02.20.2010
Lessons From Art: Choose For Yourself
by Kate Mattingly

Paul Cézanne, The François Zola Dam, ca. 1877–78. Oil on canvas. National Museum of Wales; Miss Gwendoline E. Davies Bequest.
Mint and spring green brush strokes crisscross the canvas, providing a blanket of color and texture for two figures: one in beige and the other in blue. This painting by Berthe Morisot of a young girl in beige (her daughter) with her nanny in a grassy landscape exudes a lusciousness that separates it from the other works in this exhibit at the Corcoran, but the caption alongside the canvas is provocative: the painting “reflects which subjects were ‘suitable’ for women artists.”

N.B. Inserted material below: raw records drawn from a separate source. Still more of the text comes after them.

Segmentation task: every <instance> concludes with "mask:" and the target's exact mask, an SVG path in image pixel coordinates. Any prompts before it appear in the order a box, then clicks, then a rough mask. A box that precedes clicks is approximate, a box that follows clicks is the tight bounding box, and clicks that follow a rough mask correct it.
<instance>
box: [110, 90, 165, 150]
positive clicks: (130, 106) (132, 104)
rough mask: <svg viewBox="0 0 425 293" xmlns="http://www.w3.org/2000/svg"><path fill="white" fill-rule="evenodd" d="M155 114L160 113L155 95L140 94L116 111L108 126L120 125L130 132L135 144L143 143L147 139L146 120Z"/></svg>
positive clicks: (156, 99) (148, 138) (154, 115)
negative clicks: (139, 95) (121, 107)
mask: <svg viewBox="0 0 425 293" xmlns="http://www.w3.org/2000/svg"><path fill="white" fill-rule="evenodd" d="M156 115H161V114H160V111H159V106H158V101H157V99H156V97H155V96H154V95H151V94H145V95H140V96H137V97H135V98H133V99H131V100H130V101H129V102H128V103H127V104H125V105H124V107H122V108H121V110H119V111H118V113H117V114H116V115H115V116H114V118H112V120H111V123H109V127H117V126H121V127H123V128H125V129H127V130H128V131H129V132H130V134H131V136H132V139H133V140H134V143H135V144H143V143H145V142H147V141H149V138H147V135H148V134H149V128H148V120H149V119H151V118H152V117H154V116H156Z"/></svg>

How does a person’s gender impact their decisions and preferences? Next to another painting in the exhibit, Pierre-Auguste Renoir’s “Conversation” showing a man and woman comfortably lounging in a verdant landscape, a caption explains “It is likely that the air of quiet intimacy that pervades the work appealed to the Davies sisters’ sensibilities.”
Do women approach collecting art differently from men and is there such thing as feminine sensibility? In a TIME essay in 1972, Robert Hughes asked “Who was more ‘feminine’ in paint handling, Renoir or Sonia Delaunay?” The paucity of women with art collections makes it cause for celebration when a gallery brings selections collected by two females. To emphasize the rarity, an exhibit on the same floor of the museum, drawing from the collection of William A. Clark and called “A Love of Europe,” exposes the different choices made by a man who was collecting similar works during the same time frame.
The first room of selections from Clark’s collection displays an ominous seascape with a large ship in the background and smaller vessel in the foreground: it is a grey and threatening scene by Joseph Mallord William Turner called “Boats Carrying Out Anchors…” In the exhibit of the Davies collection, six works by Turner share a softer, pastel palette. Their elements are more indicated than emphatic, suggesting fragile shapes and lines as in “The Leyen Burg at Gondorf.”
But these sisters, who inherited their fortune from their grandfather David Davies, a self-made man who profited from business in railways, coal-owning and dock construction, also defy the stereotypes: in which collection – Clark or Davies – would you expect to find a painting of ballet dancers by Edgar Degas? His “The Dance Class” of 1873 is part of Clark’s collection. There are few works of Parisian life in the Davies collection: “no bars, no opera, no ballet.”
One of the most recognizable works of the Davies collection is Renoir’s “La Parisienne,” a full-figure painting of the 17-year old actress Henriette Henriot which was presented in the Impressionist exhibit of 1874. It cost Gwendoline Davies £5,000 pounds in 1913.
The differences between the two exhibits beg the question: what artists have been overlooked because there are not more female collectors? The Davies sisters began collecting in 1908; women in the States did not receive the right to vote until 1920. The prescient thinking of the sisters – their ability to select works before others recognized their merits – is revealed at the Corcoran: Vincent Van Gogh’s “Rain – Auvers” was one of the first works by the artist to enter a British collection and Paul Cézanne’s “Midday at L’Estaque” was the first Cézanne to be displayed publicly in Britain.
A quote from Gwendoline Davies greets the visitor at the Corcoran: “The great joy of collecting anything is to do it yourself, with expert opinion granted, but one does like to choose for oneself.” Alongside the personal pleasures of selection, the exhibit of the Davies Collection sheds light on voices – and ideas - which are too often unconsidered.
“Turner to Cézanne” Masterpieces from the Davies Collection, National Museum Wales at the Corcoran Gallery of Art until April 25, 2010.